Jakob Stausholm, A. P. Moller-Maersk A/S’s chief financial officer and head of transformation and strategy, says the company needs to expand its land-based activities to meet a growing need from clients, Bloomberg reported.
“We’re currently very big in the ocean segment, and we’d rather grow in non-ocean, so it may be a good idea to look for M&A targets there,” Stausholm said in an interview Tuesday.
Buying land-based activities would mark a shift from the kind of consolidation Maersk and the industry have targeted in recent years. The Danish company, which is in the middle of offloading its energy business and last year completed its acquisition of Hamburg Sud, now has 20% of the container shipping market. Maersk says it wants to be part of further consolidation, but analysts warn it may face regulatory hurdles.

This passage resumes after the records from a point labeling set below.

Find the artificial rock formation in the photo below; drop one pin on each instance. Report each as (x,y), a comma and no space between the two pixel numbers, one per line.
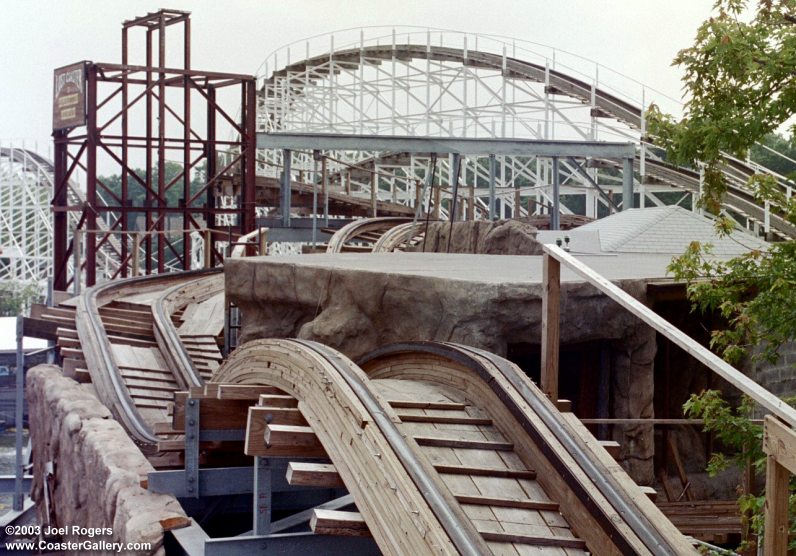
(501,237)
(357,311)
(98,468)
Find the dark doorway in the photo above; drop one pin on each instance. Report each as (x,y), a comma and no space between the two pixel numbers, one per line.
(580,377)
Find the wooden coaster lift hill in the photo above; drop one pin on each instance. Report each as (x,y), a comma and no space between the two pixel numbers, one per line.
(431,448)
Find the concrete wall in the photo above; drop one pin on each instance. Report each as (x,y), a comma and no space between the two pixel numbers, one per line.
(98,468)
(779,377)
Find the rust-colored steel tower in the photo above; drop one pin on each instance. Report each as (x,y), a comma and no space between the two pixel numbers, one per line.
(146,116)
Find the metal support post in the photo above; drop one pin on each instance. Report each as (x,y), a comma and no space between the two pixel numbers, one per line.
(374,194)
(76,253)
(262,496)
(316,155)
(325,186)
(18,415)
(627,183)
(136,253)
(427,183)
(492,180)
(555,215)
(455,167)
(286,193)
(192,408)
(208,248)
(262,248)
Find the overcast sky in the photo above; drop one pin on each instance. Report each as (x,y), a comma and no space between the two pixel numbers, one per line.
(636,37)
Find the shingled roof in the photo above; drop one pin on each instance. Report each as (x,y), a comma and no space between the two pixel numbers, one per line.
(666,230)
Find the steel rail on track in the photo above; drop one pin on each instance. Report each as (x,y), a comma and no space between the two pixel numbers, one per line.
(177,350)
(460,536)
(109,375)
(606,484)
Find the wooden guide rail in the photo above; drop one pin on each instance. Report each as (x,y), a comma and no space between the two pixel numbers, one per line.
(444,449)
(779,436)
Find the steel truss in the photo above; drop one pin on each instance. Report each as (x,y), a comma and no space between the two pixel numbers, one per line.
(423,82)
(144,116)
(26,225)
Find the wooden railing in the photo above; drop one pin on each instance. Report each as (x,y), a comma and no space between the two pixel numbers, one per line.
(779,438)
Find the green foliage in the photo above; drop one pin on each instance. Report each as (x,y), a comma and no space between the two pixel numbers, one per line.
(136,192)
(754,293)
(742,441)
(17,297)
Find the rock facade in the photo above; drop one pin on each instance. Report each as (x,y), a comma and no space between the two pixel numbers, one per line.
(501,237)
(358,311)
(97,468)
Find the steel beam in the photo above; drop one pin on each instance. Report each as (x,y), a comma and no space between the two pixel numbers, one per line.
(492,180)
(218,481)
(464,146)
(288,544)
(262,491)
(555,214)
(286,191)
(18,414)
(627,183)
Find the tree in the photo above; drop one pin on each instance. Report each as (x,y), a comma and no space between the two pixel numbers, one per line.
(135,190)
(740,88)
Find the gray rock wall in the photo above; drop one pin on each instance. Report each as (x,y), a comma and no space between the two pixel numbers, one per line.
(358,311)
(98,468)
(501,237)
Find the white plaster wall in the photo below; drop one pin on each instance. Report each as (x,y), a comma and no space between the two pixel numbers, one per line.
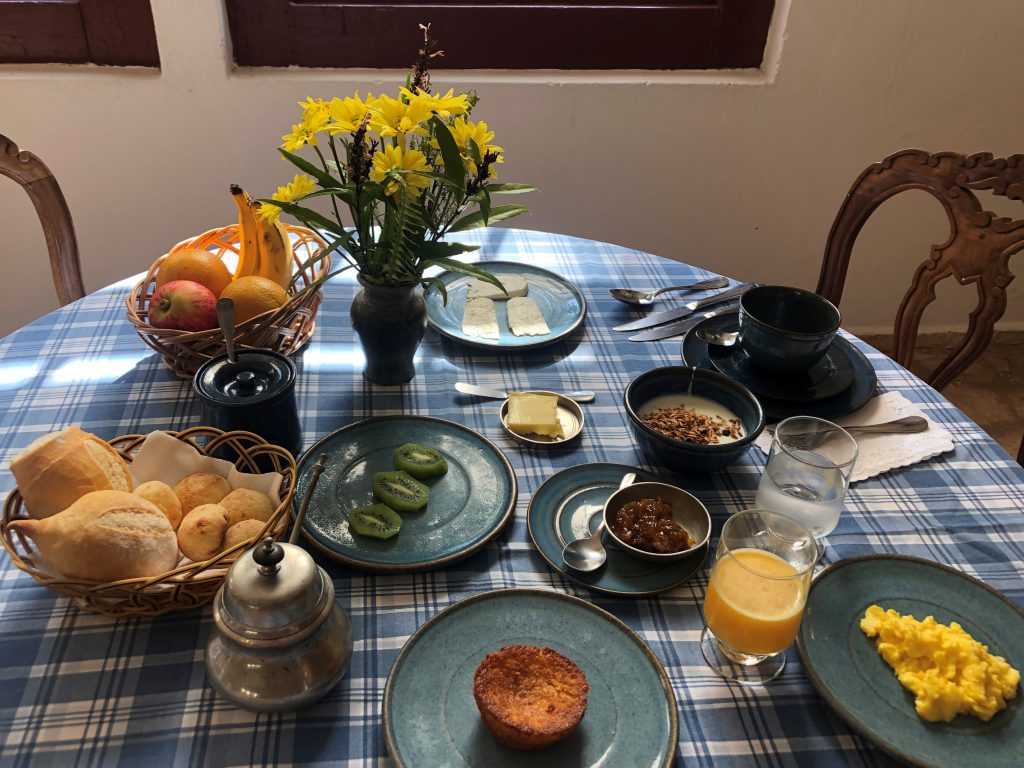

Now, Maersk is expanding its competitive universe to include different types of companies, including couriers like FedEx Corp. and UPS Inc., the CFO said.

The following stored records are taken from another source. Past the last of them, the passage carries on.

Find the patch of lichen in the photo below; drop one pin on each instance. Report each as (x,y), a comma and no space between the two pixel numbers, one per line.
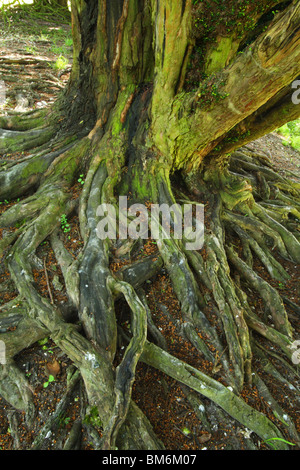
(241,21)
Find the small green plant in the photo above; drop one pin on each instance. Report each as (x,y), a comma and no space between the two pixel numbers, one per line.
(61,63)
(268,441)
(65,226)
(80,179)
(50,379)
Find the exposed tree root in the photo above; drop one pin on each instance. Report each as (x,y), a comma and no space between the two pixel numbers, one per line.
(254,213)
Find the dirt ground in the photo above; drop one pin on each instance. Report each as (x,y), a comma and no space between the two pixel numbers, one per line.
(27,66)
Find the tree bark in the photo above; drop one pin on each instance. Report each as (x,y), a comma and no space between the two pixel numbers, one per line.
(129,123)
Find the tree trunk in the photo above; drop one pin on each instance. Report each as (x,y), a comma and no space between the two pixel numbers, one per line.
(133,124)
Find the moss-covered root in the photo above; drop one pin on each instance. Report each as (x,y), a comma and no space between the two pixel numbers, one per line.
(18,141)
(187,292)
(15,389)
(270,296)
(215,391)
(125,372)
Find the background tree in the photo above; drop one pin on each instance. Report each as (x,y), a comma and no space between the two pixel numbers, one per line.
(160,96)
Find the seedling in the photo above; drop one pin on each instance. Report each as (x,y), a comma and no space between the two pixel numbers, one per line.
(80,179)
(64,224)
(50,379)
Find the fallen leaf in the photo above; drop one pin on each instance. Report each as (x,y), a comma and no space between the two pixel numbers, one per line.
(53,368)
(204,438)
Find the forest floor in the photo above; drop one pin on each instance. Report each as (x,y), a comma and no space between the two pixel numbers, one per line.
(35,61)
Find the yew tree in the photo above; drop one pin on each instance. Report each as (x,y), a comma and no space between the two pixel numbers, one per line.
(162,100)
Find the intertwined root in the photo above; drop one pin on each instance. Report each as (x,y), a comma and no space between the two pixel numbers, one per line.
(262,217)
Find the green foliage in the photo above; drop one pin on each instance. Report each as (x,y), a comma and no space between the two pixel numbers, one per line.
(291,134)
(81,179)
(65,226)
(50,379)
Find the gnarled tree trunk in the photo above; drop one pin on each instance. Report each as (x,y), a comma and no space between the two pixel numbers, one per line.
(160,90)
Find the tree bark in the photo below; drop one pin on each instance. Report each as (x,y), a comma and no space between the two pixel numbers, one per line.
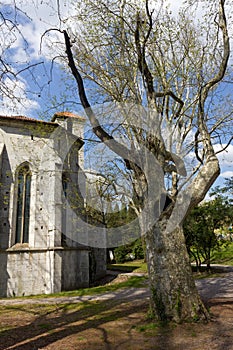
(174,296)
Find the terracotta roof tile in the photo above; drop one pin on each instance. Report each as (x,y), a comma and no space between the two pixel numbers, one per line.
(21,117)
(67,115)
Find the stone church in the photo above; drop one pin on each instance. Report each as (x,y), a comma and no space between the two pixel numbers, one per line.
(39,249)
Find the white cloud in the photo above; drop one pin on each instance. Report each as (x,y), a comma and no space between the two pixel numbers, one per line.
(226,156)
(21,104)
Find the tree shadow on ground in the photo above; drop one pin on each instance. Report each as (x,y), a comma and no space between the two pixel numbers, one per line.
(54,323)
(109,324)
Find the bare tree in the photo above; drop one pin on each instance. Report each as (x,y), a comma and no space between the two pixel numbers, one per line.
(174,67)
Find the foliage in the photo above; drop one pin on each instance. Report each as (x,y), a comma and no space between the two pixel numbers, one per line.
(129,252)
(200,226)
(169,70)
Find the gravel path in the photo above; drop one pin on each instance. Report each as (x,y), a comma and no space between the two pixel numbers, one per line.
(209,288)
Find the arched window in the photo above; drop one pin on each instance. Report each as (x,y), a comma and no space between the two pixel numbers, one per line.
(23,204)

“We’re not going to be direct competitors to FedEx and UPS, but we will see them as peers,” he said. “They are the global integrators in their industries and we want to become that in our industry.”
The CFO declined to identify what specific parts of the land-based logistics chain Maersk may target for takeovers. He also said it may take some time before Maersk makes such acquisitions because the Copenhagen-based company is still focusing on getting its transport units to work more closely together.
Starting this year, Maersk will report revenue based on its ocean and non-ocean operations, with the latter including the logistic service activities and the port terminals. In 2017, non-ocean revenue made up about 28% of Maersk’s sales.
“It’s clear that we are very small in that area,” Stausholm said. “We’ll see that non-ocean will grow.”
Maersk is trying to stop customers like Amazon.com Inc. and Alibaba Group Holding Ltd. from becoming competitors in just a few years’ time.
“Amazon is a threat if we don’t do a good job for them,” Soren Skou, the company’s chief executive officer, said in a phone interview. “If we don’t do our job well, then there’s no doubt that big, strong companies like Amazon will look into whether they can do better themselves.”